Wang, Ruican, Liu, Jingyuan, Guo, Shuntang
Food hydrocolloids 2018 v.84 pp. 368-378
amino acids, beta-conglycinin, calcium, dialysis, glycinin, heat treatment, hydrocolloids, magnesium, phytic acid, polypeptides, solubility, soy protein, soymilk, temperature, urea
To investigate the interactions between phytates and soybean proteins during heat treatment, as well as their effects on the heat-induced protein aggregation and the formation of soymilk protein particles, the amount of free phytate, calcium, and magnesium in both unheated and heated soymilk were measured by equilibrium dialysis. It was found that about one-third of the free phytate became attached to proteins and was transferred to the particulate protein fraction after heat treatment.
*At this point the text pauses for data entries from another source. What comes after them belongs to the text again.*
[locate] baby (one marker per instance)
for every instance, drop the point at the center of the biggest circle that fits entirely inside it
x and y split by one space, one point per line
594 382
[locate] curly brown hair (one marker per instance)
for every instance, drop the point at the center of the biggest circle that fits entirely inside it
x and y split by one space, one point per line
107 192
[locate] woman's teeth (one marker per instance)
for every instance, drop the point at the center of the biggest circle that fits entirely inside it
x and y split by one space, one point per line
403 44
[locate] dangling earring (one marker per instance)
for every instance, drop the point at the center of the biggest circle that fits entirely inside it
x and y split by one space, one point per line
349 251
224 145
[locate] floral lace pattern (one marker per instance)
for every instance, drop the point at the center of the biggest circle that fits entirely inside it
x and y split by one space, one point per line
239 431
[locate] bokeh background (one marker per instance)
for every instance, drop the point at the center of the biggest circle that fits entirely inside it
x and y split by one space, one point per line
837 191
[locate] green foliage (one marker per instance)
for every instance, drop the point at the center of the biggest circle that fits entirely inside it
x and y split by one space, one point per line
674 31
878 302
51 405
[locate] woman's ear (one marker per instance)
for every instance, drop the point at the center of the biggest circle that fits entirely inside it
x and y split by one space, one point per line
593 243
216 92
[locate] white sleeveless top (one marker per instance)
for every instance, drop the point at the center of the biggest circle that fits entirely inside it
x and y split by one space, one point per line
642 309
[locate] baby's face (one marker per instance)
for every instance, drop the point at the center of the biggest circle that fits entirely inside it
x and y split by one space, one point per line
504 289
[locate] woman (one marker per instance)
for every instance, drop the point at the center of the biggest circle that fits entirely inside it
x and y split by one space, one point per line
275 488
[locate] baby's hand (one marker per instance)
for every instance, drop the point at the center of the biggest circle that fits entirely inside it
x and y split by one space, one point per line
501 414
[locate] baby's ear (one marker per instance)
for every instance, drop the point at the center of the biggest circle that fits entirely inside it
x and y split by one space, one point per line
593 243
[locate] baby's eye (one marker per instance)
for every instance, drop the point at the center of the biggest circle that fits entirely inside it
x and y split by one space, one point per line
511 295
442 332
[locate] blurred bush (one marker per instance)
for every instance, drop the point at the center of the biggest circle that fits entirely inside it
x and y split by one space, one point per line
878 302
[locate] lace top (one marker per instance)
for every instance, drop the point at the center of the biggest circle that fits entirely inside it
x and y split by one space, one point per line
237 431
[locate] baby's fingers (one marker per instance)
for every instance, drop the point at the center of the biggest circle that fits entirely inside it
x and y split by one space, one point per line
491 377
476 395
By heating purified soy protein solutions, it was shown that the soy glycinin had considerably higher phytate-binding capacity than β-conglycinin and that the binding reaction only occurred when the glycinin was denatured by being either heated to a temperature higher than 75 °C or treated with urea and SDS. It was assumed that when soymilk was heated to high temperatures, there was a critical “opening period” when the compact structure of glycinin unfolded and dissociated into the basic and acidic polypeptides, with plenty of the inner basic amino acids exposed to the surface, which attracted phytate and other denatured negatively charged protein fractions. The competitive binding of phytate with the basic polypeptides inhibited the binding of α/α’ subunits and acidic polypeptides to some extent, resulting in a smaller ratio of particulate proteins. Phytate enhanced the solubility and inhibited the thermal aggregation of glycinin by increasing the negative charges on the protein surface.